Siento una punzada, sí, una especie de tristeza
en mi inanimado ser. Quisiera volver a sentir su agarre, escuchar su voz,
aunque sea por un instante. Quisiera revivir uno de esos días en el parque, el
sol en mi superficie, la emoción de un lanzamiento alto, la alegría de ser
atrapado por sus manos.
Pero sé que es difícil. El mundo es enorme,
lleno de cosas nuevas. Mi niño está creciendo. Se está convirtiendo en el
hombre que debe ser. Y aunque mi corazón de jebe lo extraña, también le deseo
lo mejor, con toda mi fuerza.
Espero que esté bien. Que sus rodillas ya no se
raspen tanto, aunque sé que la vida siempre deja alguna marca. Deseo que su
sonrisa siga iluminando cada día, y que esa chispa de alegría que yo veía en
sus ojos nunca se apague.
Espero que se convierta en un hombre de bien.
Que sea honesto, justo, que no olvide a los demás, que siempre extienda su mano
a quien la necesite. Que recuerde la importancia de la bondad, esa que a veces
parece tan escasa en este mundo.
Y que quiera mucho a sus padres. Ellos lo
cuidaron, lo protegieron. Que nunca los deje, que los abrace, que les diga
cuánto los quiere mientras pueda. Los padres, mi niño, son un tesoro, un
refugio seguro en la tormenta de la vida.
Y yo… yo me resigno. Mi tiempo con él fue el
regalo más hermoso, una etapa llena de felicidad que guardaré en mi memoria
silenciosa. Quizás mi destino ahora sea otro.

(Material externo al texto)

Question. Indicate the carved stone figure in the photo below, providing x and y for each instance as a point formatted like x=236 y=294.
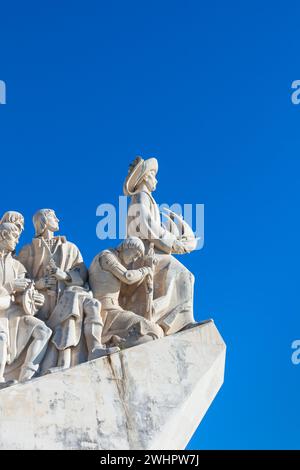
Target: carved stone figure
x=60 y=274
x=20 y=332
x=172 y=306
x=14 y=217
x=108 y=273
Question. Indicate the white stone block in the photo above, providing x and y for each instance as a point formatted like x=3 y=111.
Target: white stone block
x=152 y=396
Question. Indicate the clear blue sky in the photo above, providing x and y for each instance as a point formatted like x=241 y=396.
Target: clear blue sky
x=205 y=87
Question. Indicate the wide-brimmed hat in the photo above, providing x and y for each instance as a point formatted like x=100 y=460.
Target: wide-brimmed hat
x=137 y=170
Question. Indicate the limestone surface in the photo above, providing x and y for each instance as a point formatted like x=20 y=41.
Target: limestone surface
x=152 y=396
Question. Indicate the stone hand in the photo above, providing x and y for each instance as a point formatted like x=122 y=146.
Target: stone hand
x=19 y=285
x=39 y=299
x=178 y=247
x=46 y=282
x=148 y=271
x=60 y=275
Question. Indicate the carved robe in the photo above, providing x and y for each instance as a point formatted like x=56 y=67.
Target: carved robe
x=13 y=321
x=173 y=282
x=62 y=310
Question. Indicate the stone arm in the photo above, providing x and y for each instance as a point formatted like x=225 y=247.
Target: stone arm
x=110 y=263
x=78 y=274
x=141 y=223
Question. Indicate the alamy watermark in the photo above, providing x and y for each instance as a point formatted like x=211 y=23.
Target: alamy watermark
x=183 y=222
x=2 y=92
x=295 y=358
x=295 y=96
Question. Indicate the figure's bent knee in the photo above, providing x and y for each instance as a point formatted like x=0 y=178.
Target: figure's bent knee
x=42 y=332
x=3 y=338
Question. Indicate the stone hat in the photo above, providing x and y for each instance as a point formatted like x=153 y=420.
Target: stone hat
x=137 y=170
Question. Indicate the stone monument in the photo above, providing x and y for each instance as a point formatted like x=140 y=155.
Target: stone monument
x=108 y=357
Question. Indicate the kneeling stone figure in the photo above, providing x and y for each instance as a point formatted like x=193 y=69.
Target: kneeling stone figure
x=107 y=274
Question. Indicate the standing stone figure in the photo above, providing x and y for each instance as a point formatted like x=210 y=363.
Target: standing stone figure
x=108 y=273
x=60 y=274
x=172 y=306
x=14 y=217
x=20 y=332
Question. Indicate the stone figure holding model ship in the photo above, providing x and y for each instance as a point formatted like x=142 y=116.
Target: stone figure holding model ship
x=109 y=273
x=70 y=310
x=172 y=305
x=20 y=331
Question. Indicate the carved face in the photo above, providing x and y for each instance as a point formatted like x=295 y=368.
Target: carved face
x=130 y=255
x=52 y=222
x=151 y=180
x=10 y=241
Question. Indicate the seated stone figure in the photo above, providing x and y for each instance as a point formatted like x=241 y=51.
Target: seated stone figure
x=14 y=217
x=173 y=284
x=107 y=274
x=20 y=331
x=72 y=313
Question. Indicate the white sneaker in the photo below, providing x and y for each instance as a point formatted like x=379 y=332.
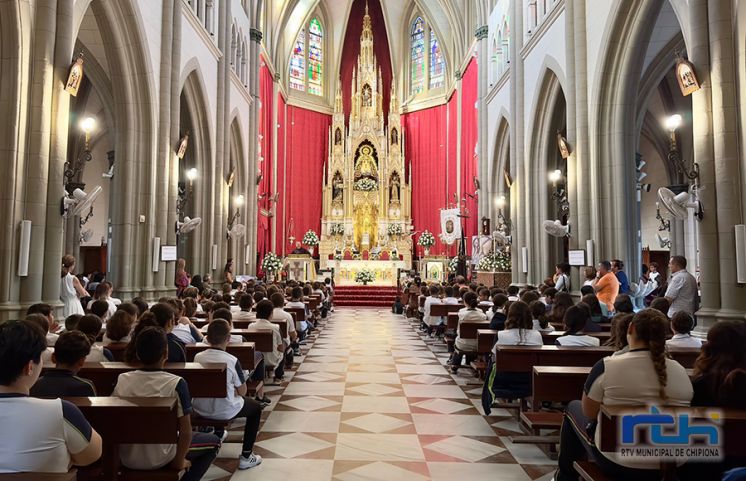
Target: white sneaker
x=250 y=462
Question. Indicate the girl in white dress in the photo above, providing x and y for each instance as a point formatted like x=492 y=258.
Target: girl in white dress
x=70 y=288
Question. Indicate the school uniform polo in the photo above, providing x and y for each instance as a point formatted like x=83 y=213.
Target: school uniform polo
x=630 y=379
x=62 y=383
x=578 y=340
x=684 y=340
x=229 y=406
x=45 y=432
x=152 y=383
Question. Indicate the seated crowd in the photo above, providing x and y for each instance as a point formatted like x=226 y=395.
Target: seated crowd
x=42 y=362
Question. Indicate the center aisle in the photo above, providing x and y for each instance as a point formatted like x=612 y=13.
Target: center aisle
x=372 y=401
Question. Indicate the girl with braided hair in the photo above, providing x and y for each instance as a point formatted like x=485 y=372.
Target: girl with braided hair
x=642 y=376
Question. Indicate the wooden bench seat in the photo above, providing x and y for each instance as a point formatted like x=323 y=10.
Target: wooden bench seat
x=204 y=380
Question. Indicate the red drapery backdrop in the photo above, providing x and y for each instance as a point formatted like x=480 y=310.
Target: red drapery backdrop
x=280 y=242
x=469 y=135
x=266 y=89
x=307 y=151
x=425 y=134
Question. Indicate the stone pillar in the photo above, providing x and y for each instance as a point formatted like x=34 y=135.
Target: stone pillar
x=726 y=156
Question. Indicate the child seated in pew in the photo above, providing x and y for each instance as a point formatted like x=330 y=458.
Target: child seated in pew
x=234 y=405
x=468 y=313
x=681 y=325
x=642 y=376
x=119 y=327
x=53 y=327
x=279 y=313
x=48 y=435
x=70 y=353
x=275 y=358
x=497 y=314
x=576 y=318
x=539 y=317
x=245 y=303
x=90 y=325
x=193 y=451
x=165 y=318
x=43 y=324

Miro a mi alrededor. Veo pies pasar, algunos
apurados, otros lentos. Pequeños niños de la mano de sus padres, quizás yendo o
viniendo del colegio. Una pequeña chispa de esperanza se enciende de nuevo.

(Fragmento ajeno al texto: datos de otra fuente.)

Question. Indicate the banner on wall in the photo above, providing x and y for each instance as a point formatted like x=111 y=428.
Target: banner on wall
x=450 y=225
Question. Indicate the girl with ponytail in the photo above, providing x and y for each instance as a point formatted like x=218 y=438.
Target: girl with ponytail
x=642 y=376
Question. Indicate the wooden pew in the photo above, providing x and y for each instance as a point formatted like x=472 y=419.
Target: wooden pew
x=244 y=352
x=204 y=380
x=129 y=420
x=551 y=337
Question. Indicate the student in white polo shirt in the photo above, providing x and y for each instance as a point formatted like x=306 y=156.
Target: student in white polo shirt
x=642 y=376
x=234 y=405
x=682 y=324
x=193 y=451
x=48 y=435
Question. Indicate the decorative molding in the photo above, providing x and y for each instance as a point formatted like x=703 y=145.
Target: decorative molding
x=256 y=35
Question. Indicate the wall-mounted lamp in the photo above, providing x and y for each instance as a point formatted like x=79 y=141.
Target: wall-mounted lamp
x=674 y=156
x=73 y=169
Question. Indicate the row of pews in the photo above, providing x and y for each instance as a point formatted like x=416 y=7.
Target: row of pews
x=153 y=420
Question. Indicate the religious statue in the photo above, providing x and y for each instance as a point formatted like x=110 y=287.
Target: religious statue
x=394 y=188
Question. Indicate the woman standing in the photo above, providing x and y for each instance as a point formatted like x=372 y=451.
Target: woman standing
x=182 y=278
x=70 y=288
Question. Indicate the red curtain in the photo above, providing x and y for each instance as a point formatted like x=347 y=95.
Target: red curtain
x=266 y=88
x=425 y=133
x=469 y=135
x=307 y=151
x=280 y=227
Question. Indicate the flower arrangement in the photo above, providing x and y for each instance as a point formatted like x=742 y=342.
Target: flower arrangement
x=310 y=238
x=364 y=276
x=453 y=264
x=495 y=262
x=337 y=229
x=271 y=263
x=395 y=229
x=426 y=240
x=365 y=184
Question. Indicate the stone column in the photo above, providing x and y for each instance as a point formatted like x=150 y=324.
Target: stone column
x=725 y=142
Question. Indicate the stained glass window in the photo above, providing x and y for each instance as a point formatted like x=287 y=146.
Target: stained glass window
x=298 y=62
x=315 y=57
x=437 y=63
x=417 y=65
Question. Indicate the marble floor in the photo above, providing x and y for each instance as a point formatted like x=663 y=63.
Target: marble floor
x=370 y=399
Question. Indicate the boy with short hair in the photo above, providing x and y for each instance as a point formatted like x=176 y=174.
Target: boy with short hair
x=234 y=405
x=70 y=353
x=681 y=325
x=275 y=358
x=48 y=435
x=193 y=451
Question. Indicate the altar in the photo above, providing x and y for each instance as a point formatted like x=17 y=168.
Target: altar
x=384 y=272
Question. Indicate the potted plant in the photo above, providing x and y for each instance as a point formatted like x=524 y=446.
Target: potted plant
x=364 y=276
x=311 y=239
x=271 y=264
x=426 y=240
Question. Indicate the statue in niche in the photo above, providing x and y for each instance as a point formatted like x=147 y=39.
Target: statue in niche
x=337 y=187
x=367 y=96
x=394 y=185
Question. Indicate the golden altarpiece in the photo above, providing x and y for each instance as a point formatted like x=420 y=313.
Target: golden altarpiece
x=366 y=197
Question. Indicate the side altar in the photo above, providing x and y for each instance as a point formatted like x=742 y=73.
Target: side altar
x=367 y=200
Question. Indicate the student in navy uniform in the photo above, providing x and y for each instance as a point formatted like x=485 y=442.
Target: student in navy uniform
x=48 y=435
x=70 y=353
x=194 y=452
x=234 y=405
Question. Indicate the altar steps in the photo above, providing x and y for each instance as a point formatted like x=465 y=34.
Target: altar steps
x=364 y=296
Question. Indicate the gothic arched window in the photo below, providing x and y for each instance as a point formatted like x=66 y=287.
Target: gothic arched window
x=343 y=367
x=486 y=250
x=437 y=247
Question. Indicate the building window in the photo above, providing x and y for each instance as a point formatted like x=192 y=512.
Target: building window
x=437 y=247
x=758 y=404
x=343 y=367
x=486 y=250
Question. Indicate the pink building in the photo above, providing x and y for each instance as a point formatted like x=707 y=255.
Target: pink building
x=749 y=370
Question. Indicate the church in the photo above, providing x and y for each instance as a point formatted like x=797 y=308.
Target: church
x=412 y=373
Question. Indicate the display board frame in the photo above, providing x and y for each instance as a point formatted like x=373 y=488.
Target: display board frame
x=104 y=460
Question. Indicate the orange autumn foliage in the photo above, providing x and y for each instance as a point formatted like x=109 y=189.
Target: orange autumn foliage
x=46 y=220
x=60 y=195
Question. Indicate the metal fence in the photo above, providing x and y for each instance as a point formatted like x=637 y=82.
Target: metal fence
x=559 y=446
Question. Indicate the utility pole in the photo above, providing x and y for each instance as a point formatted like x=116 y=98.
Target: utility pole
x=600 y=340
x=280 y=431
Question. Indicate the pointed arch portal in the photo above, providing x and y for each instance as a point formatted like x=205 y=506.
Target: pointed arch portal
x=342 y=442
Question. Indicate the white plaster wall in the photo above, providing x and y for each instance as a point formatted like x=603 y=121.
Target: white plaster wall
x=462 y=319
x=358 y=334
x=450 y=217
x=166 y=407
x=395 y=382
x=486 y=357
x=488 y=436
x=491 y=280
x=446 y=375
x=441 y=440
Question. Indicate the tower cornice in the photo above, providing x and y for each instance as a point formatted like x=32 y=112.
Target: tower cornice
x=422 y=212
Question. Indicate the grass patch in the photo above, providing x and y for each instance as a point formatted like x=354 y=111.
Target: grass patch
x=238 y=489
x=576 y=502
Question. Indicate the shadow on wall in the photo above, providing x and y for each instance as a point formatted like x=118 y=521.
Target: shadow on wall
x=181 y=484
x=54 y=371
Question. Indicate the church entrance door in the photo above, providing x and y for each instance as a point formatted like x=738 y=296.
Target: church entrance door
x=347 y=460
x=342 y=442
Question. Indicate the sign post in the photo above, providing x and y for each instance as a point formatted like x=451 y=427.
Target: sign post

Ojalá… ojalá algún otro niño me encuentre. Un
niño que necesite un compañero de juegos, alguien a quien lanzar, a quien hacer
rodar, alguien con quien compartir la alegría en el parque, o en la playa.

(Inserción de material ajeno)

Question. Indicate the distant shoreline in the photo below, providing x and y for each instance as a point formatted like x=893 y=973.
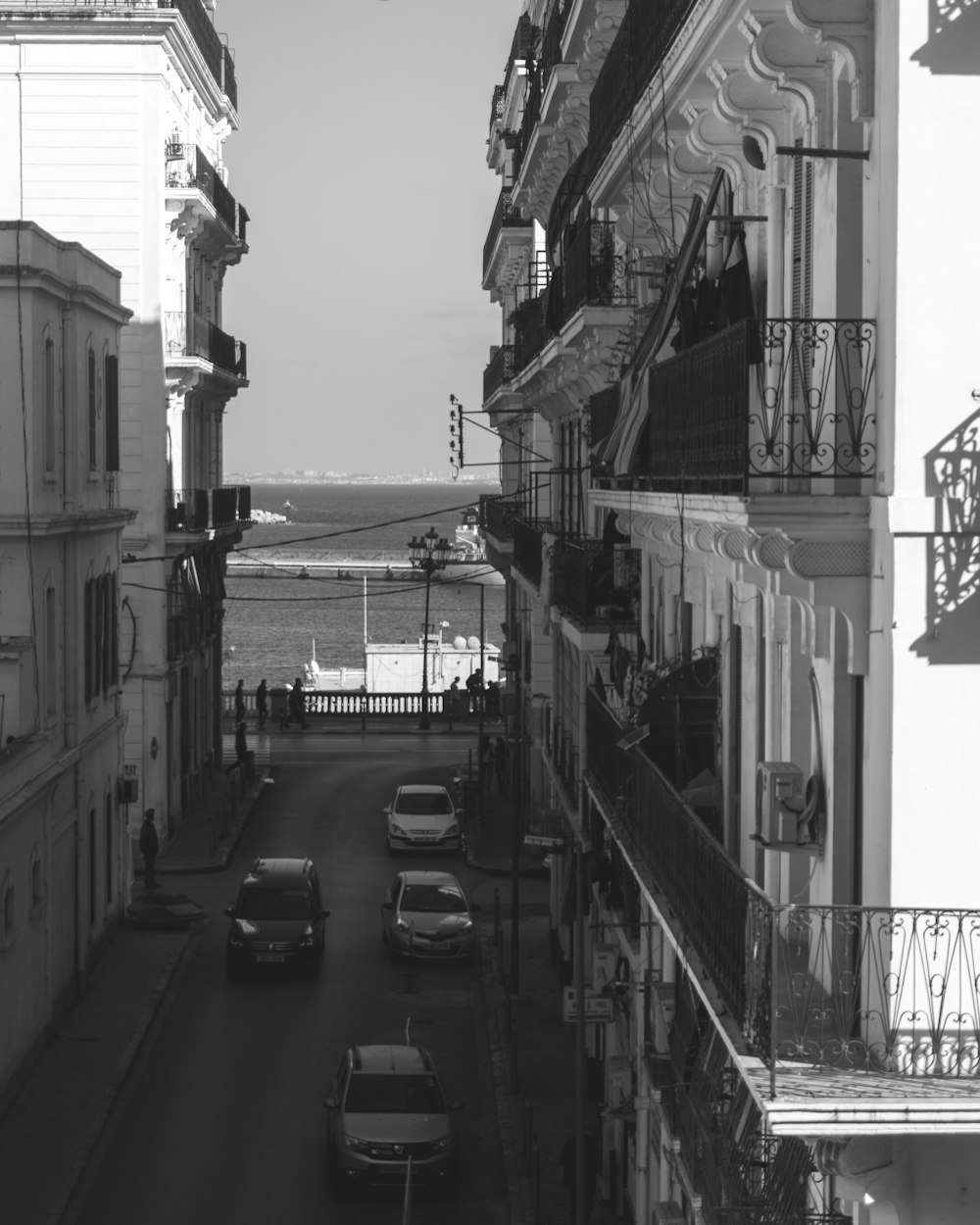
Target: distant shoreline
x=278 y=478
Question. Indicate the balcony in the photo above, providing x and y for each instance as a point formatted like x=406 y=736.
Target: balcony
x=496 y=517
x=584 y=583
x=215 y=53
x=593 y=274
x=767 y=406
x=645 y=37
x=209 y=510
x=509 y=236
x=190 y=336
x=887 y=994
x=498 y=371
x=189 y=171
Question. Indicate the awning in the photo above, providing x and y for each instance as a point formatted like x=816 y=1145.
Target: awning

Espero que ese niño tenga la misma chispa en
los ojos que tuvo mi niño. La misma curiosidad. La misma capacidad de encontrar
la diversión en algo tan simple como yo, una pequeña pelota de jebe.
Cuando ese momento llegue, estaré lista. Aunque
siempre guardaré un lugar especial en mi interior para mi primer niño, sé que
mi propósito es dar alegría. Y si otro niño me necesita para eso, seré feliz de
comenzar una nueva aventura, de sentir el calor de una nueva mano, de escuchar
nuevas risas.
Hasta entonces, seguiré aquí, esperando.
Sintiendo el frío del pavimento, recordando el calor de su mano, y deseando,
con cada fibra de mi jebe, que mi niño crezca feliz y que yo pueda volver a ser
la fuente de alegría para alguien más. Ese es mi último deseo. Mi silenciosa
plegaria aquí, en medio de la calle solitaria.